Bölüm 1 <3

1.2K 51 9
                                    


Bölüm 1

Aynadaki aksine son kez göz gezdirdi genç kadın. Etrafında yarım tur dönerken, anne ve babasına yaptığı büyük ısrarlar sonrasında, tek başına yapmış olduğu Fransa gezisinde, moda haftasından almış olduğu uçuk pembe elbisesinin etekleri hafifçe havalandı. Elbisenin dar olan göğüs kısmı kıvrımlarını oldukça belirginleştirmiş, kadınsı hatlarını ortaya çıkarmıştı. Aynadaki bakışlarını elbisesinden ayırarak yüzünde odakladı. Koyu kestane saçları, iri dalgalar hâlinde yüzünün iki yanından beline doğru dökülmüşken parmaklarını saçlarının arasından geçirerek dalgalarını hareketlendirdi. Başını hafifçe sağa ve sola çevirerek makyajını değerlendirmeyi ihmal etmedi. Gece makyajıyla belirginleştirdiği hareli yeşilleri sağlıkla ışıldıyordu. Aynadaki görüntüsünden memnun kaldığını belli edercesine dolgun dudakları kıvrılmıştı. Vücudunu yanındaki dadısına doğru çevirdi.

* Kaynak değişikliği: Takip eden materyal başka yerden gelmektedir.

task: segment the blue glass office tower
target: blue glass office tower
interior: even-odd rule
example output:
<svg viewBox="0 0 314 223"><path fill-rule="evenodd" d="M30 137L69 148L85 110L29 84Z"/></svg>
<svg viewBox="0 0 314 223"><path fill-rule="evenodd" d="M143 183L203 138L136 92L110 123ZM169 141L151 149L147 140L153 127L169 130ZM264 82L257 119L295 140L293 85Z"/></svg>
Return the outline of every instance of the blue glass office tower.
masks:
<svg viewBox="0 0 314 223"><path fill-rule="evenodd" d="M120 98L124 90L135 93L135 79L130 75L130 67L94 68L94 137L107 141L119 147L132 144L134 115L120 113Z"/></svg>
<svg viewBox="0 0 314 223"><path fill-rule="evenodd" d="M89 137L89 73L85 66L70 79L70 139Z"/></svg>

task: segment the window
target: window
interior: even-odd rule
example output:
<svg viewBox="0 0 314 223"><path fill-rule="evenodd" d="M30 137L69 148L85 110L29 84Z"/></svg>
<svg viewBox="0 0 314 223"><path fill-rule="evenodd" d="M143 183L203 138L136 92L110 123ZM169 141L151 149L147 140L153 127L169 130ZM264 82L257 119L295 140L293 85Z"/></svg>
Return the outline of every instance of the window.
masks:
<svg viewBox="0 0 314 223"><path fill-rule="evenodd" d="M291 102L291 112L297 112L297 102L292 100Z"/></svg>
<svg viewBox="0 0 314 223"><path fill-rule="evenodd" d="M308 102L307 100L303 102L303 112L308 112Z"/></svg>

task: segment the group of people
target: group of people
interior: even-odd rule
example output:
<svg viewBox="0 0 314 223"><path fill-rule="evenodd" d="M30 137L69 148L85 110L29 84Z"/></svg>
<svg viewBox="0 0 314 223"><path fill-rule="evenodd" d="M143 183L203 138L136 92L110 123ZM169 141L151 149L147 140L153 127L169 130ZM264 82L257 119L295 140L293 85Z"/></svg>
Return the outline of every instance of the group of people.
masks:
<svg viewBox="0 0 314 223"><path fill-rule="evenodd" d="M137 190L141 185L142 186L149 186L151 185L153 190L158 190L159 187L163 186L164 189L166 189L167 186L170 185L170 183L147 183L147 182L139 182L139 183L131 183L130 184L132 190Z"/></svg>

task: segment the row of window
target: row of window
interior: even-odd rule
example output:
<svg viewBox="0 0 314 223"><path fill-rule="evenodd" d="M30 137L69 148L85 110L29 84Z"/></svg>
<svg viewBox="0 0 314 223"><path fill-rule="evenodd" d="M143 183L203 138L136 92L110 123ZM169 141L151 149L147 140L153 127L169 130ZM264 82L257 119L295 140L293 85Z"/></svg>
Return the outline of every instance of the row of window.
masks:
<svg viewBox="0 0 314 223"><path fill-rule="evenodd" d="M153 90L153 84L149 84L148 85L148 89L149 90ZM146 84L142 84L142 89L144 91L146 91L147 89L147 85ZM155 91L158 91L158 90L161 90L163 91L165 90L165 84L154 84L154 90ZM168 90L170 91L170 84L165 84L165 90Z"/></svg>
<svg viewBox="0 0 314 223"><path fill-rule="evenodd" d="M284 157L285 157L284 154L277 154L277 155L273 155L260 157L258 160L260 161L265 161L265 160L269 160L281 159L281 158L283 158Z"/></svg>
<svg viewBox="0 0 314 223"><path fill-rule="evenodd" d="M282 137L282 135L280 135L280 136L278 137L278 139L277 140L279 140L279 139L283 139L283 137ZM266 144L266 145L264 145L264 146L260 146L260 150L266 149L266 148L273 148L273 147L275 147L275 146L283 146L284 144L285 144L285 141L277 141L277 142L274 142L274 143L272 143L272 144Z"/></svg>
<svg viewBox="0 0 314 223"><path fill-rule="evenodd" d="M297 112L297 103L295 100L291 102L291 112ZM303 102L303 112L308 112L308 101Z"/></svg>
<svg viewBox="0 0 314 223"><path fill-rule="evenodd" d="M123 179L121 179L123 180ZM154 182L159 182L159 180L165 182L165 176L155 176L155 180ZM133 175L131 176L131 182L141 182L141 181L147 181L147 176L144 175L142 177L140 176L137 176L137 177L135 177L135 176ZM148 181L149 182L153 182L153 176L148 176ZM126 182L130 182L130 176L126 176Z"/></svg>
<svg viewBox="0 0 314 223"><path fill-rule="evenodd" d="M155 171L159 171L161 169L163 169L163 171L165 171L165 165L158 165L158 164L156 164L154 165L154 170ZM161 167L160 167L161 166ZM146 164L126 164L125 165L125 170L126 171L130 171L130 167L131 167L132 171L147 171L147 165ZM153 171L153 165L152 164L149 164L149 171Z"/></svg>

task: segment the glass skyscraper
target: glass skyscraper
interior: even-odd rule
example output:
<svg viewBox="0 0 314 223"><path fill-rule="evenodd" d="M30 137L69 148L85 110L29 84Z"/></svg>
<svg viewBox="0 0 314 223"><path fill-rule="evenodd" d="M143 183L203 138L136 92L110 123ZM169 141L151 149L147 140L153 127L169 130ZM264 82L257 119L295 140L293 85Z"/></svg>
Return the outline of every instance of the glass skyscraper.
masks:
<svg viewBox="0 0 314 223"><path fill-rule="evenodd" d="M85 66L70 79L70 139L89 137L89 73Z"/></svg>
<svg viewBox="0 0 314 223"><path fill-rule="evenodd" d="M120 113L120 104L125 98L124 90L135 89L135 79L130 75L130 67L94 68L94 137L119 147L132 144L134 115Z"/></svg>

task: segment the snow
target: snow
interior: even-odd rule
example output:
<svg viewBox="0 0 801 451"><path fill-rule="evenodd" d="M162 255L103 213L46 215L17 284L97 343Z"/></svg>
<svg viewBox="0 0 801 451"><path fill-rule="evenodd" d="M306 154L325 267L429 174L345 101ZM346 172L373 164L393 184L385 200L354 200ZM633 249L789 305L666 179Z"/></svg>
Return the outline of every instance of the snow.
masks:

"Sence nasıl görünüyorum, dadı?"

Yaşlı kadın, gözlerini genç kadının üzerinde gezdirdi. Eline doğmuş olan bu küçük kadın, gözünde hâlâ büyümese de karşısındaki manzara, yaşlı kadının hislerinin tam tersini haykırıyordu. Yirmi altı yıl göz açıp kapayıncaya kadar geçmiş, o dünya tatlısı bebek, tam anlamıyla bir genç kadın olmuştu. Hatta öyle bir genç kadındı ki kural tanımazlığı, rahatına düşkünlüğü ile tüm aileye kök söktürüyordu ve kesinlikle bu gece de tam anlamıyla kuralları ihlal ettiği zamanlardan biriydi. Bu düşüncesini de kıza söylemekten çekinmedi.

"Naz, güzel kızım, anne ve baban bu durumdan hiç hoşlanmayacaklar," diyerek duyduğu rahatsızlığı dile getirse de genç kadının, sözlerine karşılığı ufak bir kahkaha olmuştu.

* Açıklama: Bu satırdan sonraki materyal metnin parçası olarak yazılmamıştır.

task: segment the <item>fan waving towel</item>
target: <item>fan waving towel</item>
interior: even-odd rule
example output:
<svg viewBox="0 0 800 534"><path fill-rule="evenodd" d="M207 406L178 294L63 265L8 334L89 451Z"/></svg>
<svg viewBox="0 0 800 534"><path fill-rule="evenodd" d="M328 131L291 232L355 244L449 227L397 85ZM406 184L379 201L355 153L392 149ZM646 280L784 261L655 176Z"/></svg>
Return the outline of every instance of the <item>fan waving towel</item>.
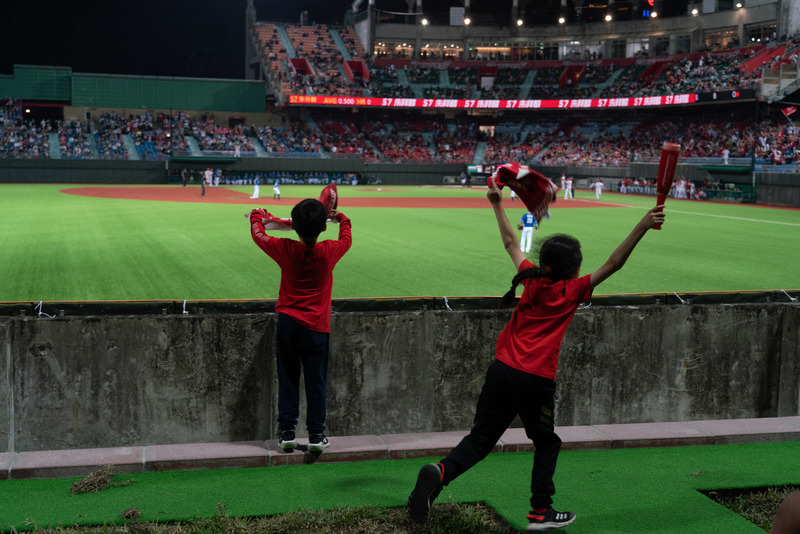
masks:
<svg viewBox="0 0 800 534"><path fill-rule="evenodd" d="M500 189L508 186L514 191L519 199L525 204L537 221L544 219L547 215L547 208L551 202L555 202L556 193L559 187L549 178L528 168L527 165L519 163L506 163L500 165L497 170L489 177L488 185L492 186L492 180Z"/></svg>
<svg viewBox="0 0 800 534"><path fill-rule="evenodd" d="M331 211L335 210L339 206L339 194L336 191L336 184L328 184L322 190L322 193L319 195L319 201L322 202L323 206L328 212L328 222L339 222L336 219L330 219ZM261 224L264 225L264 230L279 230L279 231L289 231L292 229L292 219L291 218L283 218L283 217L275 217L270 212L265 209L261 210ZM245 213L245 217L249 217L249 213Z"/></svg>

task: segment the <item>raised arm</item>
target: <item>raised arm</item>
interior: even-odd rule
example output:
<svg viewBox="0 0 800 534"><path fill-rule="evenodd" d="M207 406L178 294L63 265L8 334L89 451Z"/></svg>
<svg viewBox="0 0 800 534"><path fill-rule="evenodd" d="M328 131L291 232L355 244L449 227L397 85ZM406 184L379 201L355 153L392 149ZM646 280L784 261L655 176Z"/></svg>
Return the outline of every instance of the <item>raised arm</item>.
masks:
<svg viewBox="0 0 800 534"><path fill-rule="evenodd" d="M497 226L500 228L500 237L503 240L503 247L505 247L508 255L511 256L511 261L514 262L514 268L519 270L520 264L525 260L525 254L519 248L519 240L517 233L511 227L511 223L506 216L506 210L503 209L503 193L497 184L492 180L492 187L486 193L486 198L492 204L494 209L494 216L497 218Z"/></svg>
<svg viewBox="0 0 800 534"><path fill-rule="evenodd" d="M609 276L622 269L628 257L633 252L633 249L639 243L639 240L644 237L647 231L656 224L664 222L664 212L657 212L657 210L664 209L664 206L656 206L648 211L642 220L636 223L631 233L626 237L622 243L611 253L606 262L595 272L592 273L590 283L592 287L597 287L601 282L604 282Z"/></svg>

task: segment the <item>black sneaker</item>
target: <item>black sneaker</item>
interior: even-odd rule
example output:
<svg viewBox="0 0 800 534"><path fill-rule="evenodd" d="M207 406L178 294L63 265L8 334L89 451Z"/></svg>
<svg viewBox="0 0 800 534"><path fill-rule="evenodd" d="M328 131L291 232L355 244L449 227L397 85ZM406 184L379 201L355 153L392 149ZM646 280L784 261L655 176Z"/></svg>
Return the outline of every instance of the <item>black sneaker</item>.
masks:
<svg viewBox="0 0 800 534"><path fill-rule="evenodd" d="M425 464L417 475L417 485L408 496L408 515L422 525L428 520L431 505L442 491L444 467L442 464Z"/></svg>
<svg viewBox="0 0 800 534"><path fill-rule="evenodd" d="M528 514L527 532L547 532L556 528L562 528L575 521L575 514L572 512L556 512L552 508L547 508L543 514L531 512Z"/></svg>
<svg viewBox="0 0 800 534"><path fill-rule="evenodd" d="M322 452L328 448L330 442L325 434L309 434L308 435L308 450L309 452Z"/></svg>
<svg viewBox="0 0 800 534"><path fill-rule="evenodd" d="M281 430L281 436L278 438L278 445L285 451L293 451L297 448L297 438L294 436L294 429Z"/></svg>

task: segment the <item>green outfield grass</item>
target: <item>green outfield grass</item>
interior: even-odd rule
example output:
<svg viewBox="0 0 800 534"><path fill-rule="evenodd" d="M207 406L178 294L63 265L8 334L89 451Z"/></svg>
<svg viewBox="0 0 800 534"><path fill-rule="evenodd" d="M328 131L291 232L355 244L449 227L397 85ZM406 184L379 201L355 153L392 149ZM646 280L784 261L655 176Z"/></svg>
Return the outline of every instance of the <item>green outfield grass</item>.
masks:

Naz, dadısının tam önünde durarak onun ne kadar yaşlanmış olsa da hâlâ yumuşacık olan yanaklarını sıktı.

"Sen onları bana bırak, dadıcığım. Bilirsin ki bana dayanamazlar. Babam biraz kızacaktır, sonra annem araya girip onu sakinleştirecektir. Ardından önce anneme ve sonra sana da kızabilir ya da kimseye bir şey demeden söylenecektir; ama atlatır, merak etme." Yaşlı kadının üzgün ifadesi değişmeyince konuşmasını sürdürdü genç kadın. "Asma o tatlı yüzünü. Benim yapabileceklerimi bilerek evde bıraktılar. Hem... Canım çok sıkıldı ve evde çok ufak bir parti hatta parti de denemez, ufak bir arkadaş toplantısı düzenliyorum. Kötü bir şey değil ki bu! Tüm suçu ben üstlenirim, merak etme," diyen genç kadın, dadısının yanaklarından öperek hafifçe ondan uzaklaştı ve kısılan yeşil bakışları yaşlı kadınınkilerle kesişti.

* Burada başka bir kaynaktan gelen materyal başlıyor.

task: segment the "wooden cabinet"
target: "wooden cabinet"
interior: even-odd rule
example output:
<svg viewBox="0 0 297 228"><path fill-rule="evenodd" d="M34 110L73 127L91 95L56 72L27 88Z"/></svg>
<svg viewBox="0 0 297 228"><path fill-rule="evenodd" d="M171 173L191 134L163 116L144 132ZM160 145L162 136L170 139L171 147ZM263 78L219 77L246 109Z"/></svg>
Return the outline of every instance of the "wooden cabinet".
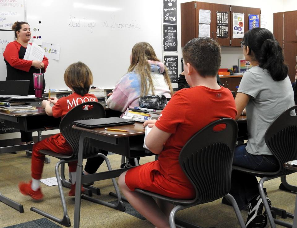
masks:
<svg viewBox="0 0 297 228"><path fill-rule="evenodd" d="M222 46L240 46L241 38L233 37L233 12L244 14L244 30L248 30L248 14L260 15L261 10L257 8L243 7L201 2L190 2L181 4L181 45L183 47L187 43L194 38L198 37L199 34L199 14L200 10L210 11L210 37L217 40ZM228 37L218 37L217 22L217 12L228 13Z"/></svg>
<svg viewBox="0 0 297 228"><path fill-rule="evenodd" d="M234 26L233 24L233 15L234 13L239 13L244 14L244 32L245 33L248 31L248 15L254 14L258 15L259 15L259 25L260 24L260 15L261 15L261 9L259 8L252 8L250 7L243 7L243 6L231 6L230 8L230 17L231 18L230 21L230 27L231 29L231 37L230 46L232 46L239 47L240 46L240 42L242 41L242 39L241 38L233 38L233 30L234 29Z"/></svg>
<svg viewBox="0 0 297 228"><path fill-rule="evenodd" d="M217 31L217 12L228 12L228 20L230 21L230 6L200 2L191 2L181 4L181 46L183 47L189 40L198 37L199 34L199 10L210 11L210 36L217 40L221 46L230 46L230 31L228 37L218 37Z"/></svg>
<svg viewBox="0 0 297 228"><path fill-rule="evenodd" d="M284 42L297 42L297 11L285 12L284 15Z"/></svg>
<svg viewBox="0 0 297 228"><path fill-rule="evenodd" d="M273 14L273 33L282 46L291 81L295 81L297 64L297 11Z"/></svg>
<svg viewBox="0 0 297 228"><path fill-rule="evenodd" d="M223 87L236 92L237 92L238 89L236 87L239 85L242 78L242 75L226 75L220 77Z"/></svg>

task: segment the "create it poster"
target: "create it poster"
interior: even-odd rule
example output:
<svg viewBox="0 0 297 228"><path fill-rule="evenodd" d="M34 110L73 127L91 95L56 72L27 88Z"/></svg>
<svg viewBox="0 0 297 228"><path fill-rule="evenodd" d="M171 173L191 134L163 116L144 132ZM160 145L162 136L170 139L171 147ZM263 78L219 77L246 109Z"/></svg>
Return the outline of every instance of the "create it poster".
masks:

"Şimdi söyle bakalım, nasılım?"

Kendine hâkim olamayarak gülümseyen yaşlı kadın, kıza yaklaşarak elini tuttu. Ah, bu kız yok muydu? Gerçekten de ona dayanmanın imkânı yoktu, değil mi?

"Melekler gibisin, güzel kızım. Madem canın sıkıldı, eğlen bakalım biraz; ama dua edelim de babanlar erkenden çıkıp gelmesinler."

"İsterlerse gelsinler, nasılsa beni babamın gazabından koruyan annem ve dadım var. Asıl melekler sizlersiniz," diyerek dadısına göz kırpan genç kadın, ani bir hareketle saçlarını savurarak odasının çıkış kapısına yöneldi.

Kapıyı açmasının ardından tüm gürültüsüyle evi doldurmuş olan müziğin uğultusu geldi önce kulaklarına. Bu müziğe eşlik eden sivri topuklarıyla ikinci katın büyük salona açılan merdivenlerine ulaşarak yavaşça merdivenlerden aşağı inmeye başladı. Dudaklarındaki mırıltıyla şarkıya eşlik etmeyi ihmal etmiyordu. Merdivenin son basamağından inerek büyük salona ulaştığında, salonun dışarıya açılan kapısından bahçedeki kalabalığın sadece bir kısmını seçebildi. O tarafa doğru yöneldiğinde içeri dolan esinti eteklerini süpürerek havalandırdı. Her bir adımında müzik sesi sanki daha da artıyordu. Bahçeye ulaştığında Kanlıca kıyılarındaki denizin tuzlu havası yüzüne vurmuş bunun etkisiyle daha da keyiflenmişti.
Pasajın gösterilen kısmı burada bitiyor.